Present-day Siberia may not have a caste system per se, but David Redmon and Ashley Sabin’s Girl Model makes clear the similar stoicism required of a beautiful woman from a poor family. At just thirteen, Nadya is chosen from a lineup of 200 skinny girls to go to Tokyo by herself, under contract to a modeling agency. She arrives knowing neither English or Japanese, and no one is there to pick her up at the airport and take her to the closet-like apartment that she will share with another 13-year old Russian girl (although that girls’ parents have sent her with a credit card, and she quickly eats her way to weight gain and out of her contract.) A lot of people are making money off these girls, but, unbeknownst to the models themselves, they are quickly being burdened by debt. Unable to even figure out the phone system to call her mother, Nadya’s dream quickly turns into a nightmare. Her caretakers are candid in their callousness, from the scout who found her — herself a former model with a tortured relationship to the business – to the girl’s new Japanese agent, who sort of shrugs away any sense of guilt when asked direct questions about his responsibility to the girls. With her family back home relying on the money that she fails to earn, Nadya finally returns home, falling into her parents arms, weeping… and is promptly sent back to Asia.

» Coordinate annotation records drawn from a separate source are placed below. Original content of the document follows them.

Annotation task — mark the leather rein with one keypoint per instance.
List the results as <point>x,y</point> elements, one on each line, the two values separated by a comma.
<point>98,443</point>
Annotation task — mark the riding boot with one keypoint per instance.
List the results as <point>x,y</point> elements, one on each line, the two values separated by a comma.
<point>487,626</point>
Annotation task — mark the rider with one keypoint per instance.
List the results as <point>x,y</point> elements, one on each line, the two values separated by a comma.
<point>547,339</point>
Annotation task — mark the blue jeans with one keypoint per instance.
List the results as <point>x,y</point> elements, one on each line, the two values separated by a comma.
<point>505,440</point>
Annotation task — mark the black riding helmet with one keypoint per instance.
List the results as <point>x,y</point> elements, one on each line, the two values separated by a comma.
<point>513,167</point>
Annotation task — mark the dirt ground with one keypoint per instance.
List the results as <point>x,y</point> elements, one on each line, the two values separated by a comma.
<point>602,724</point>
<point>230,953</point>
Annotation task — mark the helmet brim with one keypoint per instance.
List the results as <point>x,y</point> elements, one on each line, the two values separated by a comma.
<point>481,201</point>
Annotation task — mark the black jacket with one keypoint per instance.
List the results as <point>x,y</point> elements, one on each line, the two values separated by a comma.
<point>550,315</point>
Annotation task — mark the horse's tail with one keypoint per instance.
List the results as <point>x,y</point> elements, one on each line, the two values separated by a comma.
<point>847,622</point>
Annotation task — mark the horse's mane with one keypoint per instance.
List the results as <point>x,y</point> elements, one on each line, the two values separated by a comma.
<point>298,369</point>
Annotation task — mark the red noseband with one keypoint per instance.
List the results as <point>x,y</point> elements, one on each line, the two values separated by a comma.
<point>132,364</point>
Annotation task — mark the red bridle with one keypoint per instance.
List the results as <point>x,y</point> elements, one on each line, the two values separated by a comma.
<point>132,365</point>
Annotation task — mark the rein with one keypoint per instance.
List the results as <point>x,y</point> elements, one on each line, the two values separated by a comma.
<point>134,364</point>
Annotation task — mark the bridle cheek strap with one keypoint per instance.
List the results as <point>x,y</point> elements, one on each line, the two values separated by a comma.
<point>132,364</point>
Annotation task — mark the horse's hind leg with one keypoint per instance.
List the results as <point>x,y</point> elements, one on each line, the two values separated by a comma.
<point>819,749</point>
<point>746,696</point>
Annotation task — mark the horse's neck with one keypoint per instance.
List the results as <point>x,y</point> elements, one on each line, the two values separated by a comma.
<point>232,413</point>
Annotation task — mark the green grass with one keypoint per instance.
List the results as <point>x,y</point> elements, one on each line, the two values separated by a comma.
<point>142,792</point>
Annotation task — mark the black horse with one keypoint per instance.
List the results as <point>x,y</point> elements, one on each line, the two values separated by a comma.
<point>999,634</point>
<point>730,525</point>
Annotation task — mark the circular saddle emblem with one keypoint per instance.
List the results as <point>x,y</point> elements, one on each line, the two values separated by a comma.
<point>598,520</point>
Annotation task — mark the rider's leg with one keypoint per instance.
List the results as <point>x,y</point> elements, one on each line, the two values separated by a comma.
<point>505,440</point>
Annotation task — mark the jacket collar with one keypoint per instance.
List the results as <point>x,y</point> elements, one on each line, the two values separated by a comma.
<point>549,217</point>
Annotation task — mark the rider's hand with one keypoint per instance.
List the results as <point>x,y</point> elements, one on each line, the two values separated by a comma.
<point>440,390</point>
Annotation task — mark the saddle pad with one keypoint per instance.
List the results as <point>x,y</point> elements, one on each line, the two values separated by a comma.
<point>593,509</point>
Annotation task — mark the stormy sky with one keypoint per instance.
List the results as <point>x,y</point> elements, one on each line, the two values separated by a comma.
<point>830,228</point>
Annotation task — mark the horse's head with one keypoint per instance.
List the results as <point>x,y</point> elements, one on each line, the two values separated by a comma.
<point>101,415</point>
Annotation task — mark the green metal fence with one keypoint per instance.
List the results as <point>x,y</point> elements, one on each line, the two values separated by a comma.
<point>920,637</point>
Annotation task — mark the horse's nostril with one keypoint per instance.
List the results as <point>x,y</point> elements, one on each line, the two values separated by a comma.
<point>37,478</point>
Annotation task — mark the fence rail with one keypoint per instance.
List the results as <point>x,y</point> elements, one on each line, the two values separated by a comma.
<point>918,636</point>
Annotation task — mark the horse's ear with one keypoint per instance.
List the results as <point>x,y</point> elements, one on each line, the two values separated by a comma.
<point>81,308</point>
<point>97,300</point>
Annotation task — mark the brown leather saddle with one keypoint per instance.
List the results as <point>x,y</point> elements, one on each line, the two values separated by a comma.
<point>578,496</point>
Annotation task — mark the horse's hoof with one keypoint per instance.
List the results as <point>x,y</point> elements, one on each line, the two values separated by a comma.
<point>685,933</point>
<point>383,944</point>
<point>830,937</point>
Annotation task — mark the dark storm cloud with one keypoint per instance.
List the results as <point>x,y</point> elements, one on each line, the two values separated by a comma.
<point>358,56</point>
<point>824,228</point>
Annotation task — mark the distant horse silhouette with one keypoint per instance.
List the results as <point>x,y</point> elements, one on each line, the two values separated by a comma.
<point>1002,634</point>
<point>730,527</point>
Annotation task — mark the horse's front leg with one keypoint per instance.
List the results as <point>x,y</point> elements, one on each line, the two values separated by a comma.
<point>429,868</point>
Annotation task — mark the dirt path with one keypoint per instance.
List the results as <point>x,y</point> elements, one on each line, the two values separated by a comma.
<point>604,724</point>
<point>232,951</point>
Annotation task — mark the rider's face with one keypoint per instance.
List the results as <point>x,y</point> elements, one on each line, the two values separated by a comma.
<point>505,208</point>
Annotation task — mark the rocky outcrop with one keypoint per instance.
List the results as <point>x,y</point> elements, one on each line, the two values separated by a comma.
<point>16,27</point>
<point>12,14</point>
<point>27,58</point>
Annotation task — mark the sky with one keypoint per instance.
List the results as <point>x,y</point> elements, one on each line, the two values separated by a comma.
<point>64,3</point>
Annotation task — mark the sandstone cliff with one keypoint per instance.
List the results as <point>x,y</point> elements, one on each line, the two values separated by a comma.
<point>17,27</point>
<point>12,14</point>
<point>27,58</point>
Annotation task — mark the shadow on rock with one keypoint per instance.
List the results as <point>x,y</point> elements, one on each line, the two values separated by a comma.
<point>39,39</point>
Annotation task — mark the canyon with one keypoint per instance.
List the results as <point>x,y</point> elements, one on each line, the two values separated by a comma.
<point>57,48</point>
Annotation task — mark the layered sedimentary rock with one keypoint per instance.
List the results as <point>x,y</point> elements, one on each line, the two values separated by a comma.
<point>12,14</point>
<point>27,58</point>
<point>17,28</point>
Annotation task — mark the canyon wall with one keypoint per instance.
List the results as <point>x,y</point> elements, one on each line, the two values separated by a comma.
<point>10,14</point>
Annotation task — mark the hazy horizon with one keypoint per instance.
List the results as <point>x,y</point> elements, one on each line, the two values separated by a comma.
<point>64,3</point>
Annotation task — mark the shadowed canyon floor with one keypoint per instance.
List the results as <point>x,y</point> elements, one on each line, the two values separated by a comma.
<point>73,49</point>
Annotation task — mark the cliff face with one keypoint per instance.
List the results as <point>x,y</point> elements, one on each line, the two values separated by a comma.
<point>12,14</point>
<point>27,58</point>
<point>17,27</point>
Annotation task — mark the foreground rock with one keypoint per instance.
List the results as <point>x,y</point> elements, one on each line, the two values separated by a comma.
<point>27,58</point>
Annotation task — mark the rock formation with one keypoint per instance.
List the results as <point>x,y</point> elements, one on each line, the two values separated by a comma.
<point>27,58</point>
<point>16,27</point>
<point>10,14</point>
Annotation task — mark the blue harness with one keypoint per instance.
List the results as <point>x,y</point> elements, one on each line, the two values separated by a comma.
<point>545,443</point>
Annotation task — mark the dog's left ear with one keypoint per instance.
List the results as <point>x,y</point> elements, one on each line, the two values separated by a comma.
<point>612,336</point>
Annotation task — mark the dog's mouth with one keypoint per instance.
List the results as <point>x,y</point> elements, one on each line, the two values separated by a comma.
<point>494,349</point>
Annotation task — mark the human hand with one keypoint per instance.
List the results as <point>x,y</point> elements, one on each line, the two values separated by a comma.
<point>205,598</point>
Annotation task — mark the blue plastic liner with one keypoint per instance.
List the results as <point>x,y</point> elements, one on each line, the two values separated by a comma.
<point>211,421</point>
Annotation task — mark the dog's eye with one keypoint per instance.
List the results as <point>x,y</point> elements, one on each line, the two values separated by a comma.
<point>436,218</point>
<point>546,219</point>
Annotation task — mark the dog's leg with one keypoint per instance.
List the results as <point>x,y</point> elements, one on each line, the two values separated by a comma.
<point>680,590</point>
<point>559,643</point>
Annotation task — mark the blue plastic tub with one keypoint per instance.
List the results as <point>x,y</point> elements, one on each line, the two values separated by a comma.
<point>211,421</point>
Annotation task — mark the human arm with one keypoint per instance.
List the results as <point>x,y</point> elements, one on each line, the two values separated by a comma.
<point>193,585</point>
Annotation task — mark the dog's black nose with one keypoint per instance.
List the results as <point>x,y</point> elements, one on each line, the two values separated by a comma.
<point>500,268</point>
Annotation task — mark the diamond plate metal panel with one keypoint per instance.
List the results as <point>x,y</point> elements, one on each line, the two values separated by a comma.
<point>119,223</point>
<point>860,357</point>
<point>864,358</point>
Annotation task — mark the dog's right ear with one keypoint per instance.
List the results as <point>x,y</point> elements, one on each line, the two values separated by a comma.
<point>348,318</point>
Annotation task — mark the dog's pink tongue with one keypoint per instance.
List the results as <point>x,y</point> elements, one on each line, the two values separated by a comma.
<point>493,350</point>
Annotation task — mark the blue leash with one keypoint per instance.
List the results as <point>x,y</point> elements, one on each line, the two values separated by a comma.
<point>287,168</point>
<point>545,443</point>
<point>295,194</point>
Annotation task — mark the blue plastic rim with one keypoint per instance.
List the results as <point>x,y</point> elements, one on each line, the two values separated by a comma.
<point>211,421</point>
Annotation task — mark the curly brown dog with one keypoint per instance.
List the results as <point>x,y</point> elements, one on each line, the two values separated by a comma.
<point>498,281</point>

Two films, two stories of women pushed around by men. Mia Hansen-Love’s Goodbye, First Love is another one – girl adrift in an ocean of her own secrets, almost willfully passive to change the course of her life, desperate for a man to come along and tell her what to do. Olivia Coleman’s character in Paddy Constantine’s fantastic Tyrannosaur fights her way out of an abusive relationship, but it’s her long-worn passivity that is her primary character trait when we meet her; Julia Loktev’s The Loneliest Planet hinges on a young, adventurous young woman’s emotional and physical withdrawal from her boyfriend after a traumatic event in the mountains, where her reaction to having done nothing in a crisis is to go even further with her underlying passivity and shut down completely. Even Christophe Honore’s film Beloved, in which Ludivigne Sagnier and Catherine Deneuve play the younger/older versions of a hyper-sexual part-time prostitute mother and Chiara Mastrioianni is the character’s equally promiscuous, love-starved daughter, features its ladies weeping outside the door of a philandering husband and hiding behind corners when the two men they’re sleeping with begin to fight over them.

 

 

The silliest thing I’ve heard someone say about Goodbye, First Love was: “I liked it and everything but the story was really weak — seen it before.” Seen what before… a love story? Me… too…. This one concerns a slightly melodramatic, somewhat needy teenage girl in Paris who is destroyed when her high-school boyfriend leaves to explore South America for a year, and who, over the next decade, despite new relationships and a burgeoning career, just can’t shake her undying devotion to that first guy. When he turns up again, she reverts back to the yearning, sighing, demanding teenager that she still is inside. The point of a film as sensitive and beautiful as Goodbye, First Love is the pleasure of being given a chance to remember and connect with the intangible hopes and shames within ourselves; the film gives us the breathing room to do so – in other words, it’s not the plot, it’s the feelings. I find that sometimes, especially in sales-driven environments like Toronto, people tend to ignore that pleasure. Maybe they don’t like it to begin with.

 

 

Does this barrel of movies about women who can’t seem to fight for themselves mean that there’s a misogynistic tendency running through the films at Toronto? Personally, I think it means the opposite, because plot doesn’t equal meaning. A film isn’t portraying women in a positive light just because she triumphs at the end; every romantic comedy where the single, career-minded girl learns to let loose and love her man properly dispels that notion. By dramatizing their female characters’ anguish, these films are making plain the walls around them that often stay invisible. Their stories might be frustrating to watch, but think about how frustrating they must be to live.